The Volokh Conspiracy
Mostly law professors | Sometimes contrarian | Often libertarian | Always independent
Steve closed his post on Dobbs with a hypothetical:
if Roe survives, it'd be despite a 6-3 Catholic majority on the Court. Would it make sense for a Catholic to pick a new religion, just because of what some of the six Catholic Justices do in Dobbs? That'd seem really strange to me; so would picking new views on the content of the law.

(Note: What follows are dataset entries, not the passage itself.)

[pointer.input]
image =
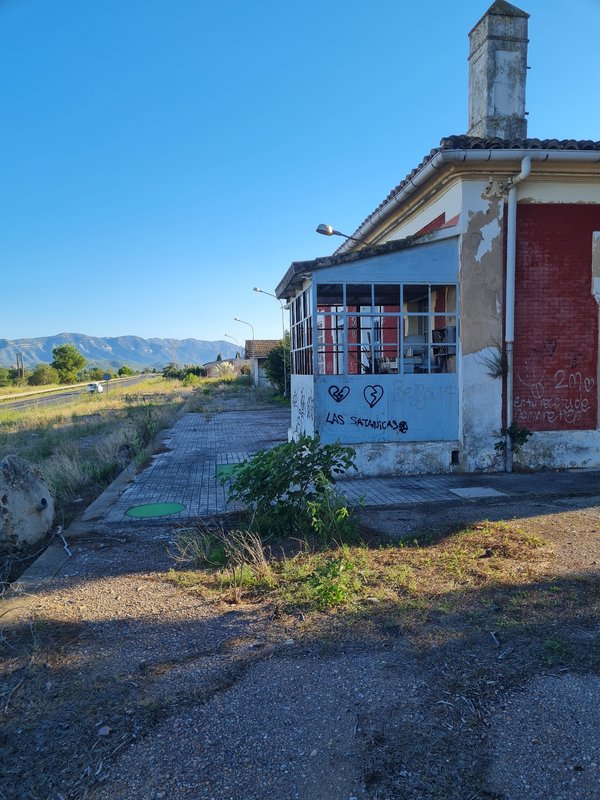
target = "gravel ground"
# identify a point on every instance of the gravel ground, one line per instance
(546, 740)
(121, 686)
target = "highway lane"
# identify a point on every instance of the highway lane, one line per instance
(61, 397)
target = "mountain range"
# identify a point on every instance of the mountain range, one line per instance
(116, 351)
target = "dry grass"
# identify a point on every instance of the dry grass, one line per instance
(409, 574)
(82, 445)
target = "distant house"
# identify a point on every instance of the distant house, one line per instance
(257, 350)
(467, 302)
(226, 366)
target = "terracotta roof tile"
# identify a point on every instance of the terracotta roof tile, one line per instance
(478, 143)
(259, 348)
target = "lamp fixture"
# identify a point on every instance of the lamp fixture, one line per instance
(327, 230)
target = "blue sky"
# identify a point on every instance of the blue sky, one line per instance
(162, 157)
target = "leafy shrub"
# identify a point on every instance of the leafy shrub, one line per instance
(333, 582)
(331, 519)
(278, 484)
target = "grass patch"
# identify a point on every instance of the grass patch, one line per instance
(403, 575)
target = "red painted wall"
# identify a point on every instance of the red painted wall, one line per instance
(556, 318)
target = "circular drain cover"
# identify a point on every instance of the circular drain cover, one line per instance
(155, 510)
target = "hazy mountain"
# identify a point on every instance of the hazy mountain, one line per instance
(116, 351)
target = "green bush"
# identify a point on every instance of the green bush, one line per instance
(279, 484)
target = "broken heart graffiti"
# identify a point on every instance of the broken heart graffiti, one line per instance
(373, 394)
(339, 393)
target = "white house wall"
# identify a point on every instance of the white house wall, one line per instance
(481, 311)
(303, 406)
(449, 203)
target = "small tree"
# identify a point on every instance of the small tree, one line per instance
(277, 366)
(172, 371)
(95, 374)
(68, 361)
(43, 375)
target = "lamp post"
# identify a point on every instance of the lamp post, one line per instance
(327, 230)
(251, 328)
(262, 291)
(237, 344)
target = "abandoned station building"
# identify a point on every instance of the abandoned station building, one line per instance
(466, 304)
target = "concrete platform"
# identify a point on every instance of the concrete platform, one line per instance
(200, 447)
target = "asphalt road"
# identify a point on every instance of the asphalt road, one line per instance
(67, 395)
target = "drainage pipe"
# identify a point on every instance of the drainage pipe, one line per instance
(509, 308)
(444, 157)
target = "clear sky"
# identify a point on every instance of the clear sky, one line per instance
(160, 158)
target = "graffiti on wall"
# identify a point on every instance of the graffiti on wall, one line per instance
(371, 395)
(421, 396)
(555, 397)
(303, 411)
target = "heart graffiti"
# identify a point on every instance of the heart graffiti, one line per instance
(339, 393)
(373, 394)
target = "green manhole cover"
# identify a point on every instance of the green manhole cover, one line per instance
(155, 510)
(224, 470)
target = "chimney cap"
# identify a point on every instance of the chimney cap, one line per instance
(502, 8)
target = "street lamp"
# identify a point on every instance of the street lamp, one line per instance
(327, 230)
(251, 328)
(237, 344)
(281, 303)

I propose a different analogy. Imagine that you are a longtime member of a church. The church professes to hold certain beliefs that hew closely to the written word of the scripture. During the selection process, new members of the clergy all espouse such orthodox views. Yet, once in power, those members of the clergy depart from scripture to factor in the demands of modernity. And those clergy keep takings actions that are inconsistent with the orthodoxies of the faith. As a general matter, it is difficult to remove clergy. Thus, a member may decide to leave that church, and find a different church that adheres to traditional doctrines of faith. Eventually, if enough people leave the church, the clergy will be preaching to empty pews. And, if those departure are consistent, a schism may form within the faith. These changes do not occur overnight, but there is a slow, gradual process towards separation.
I don't think these departing members would say they are switching to a new religion. Rather, they would say that the current clergy are not being faithful to the traditional doctrine of the faith–even though they professed such adherence during the selection process.
Now, this analogy breaks down for umpteen reasons. I don't think the analogy between originalism and religion is a good one–though critics of originalism likely will see it that way. I, personally, also would be really hesitant to leave a house of worship; my preference would be to reform it from the inside. But I think this analogy illustrates why some–including those who have corresponded with me–would be willing to look elsewhere to find more traditional practices of originalism.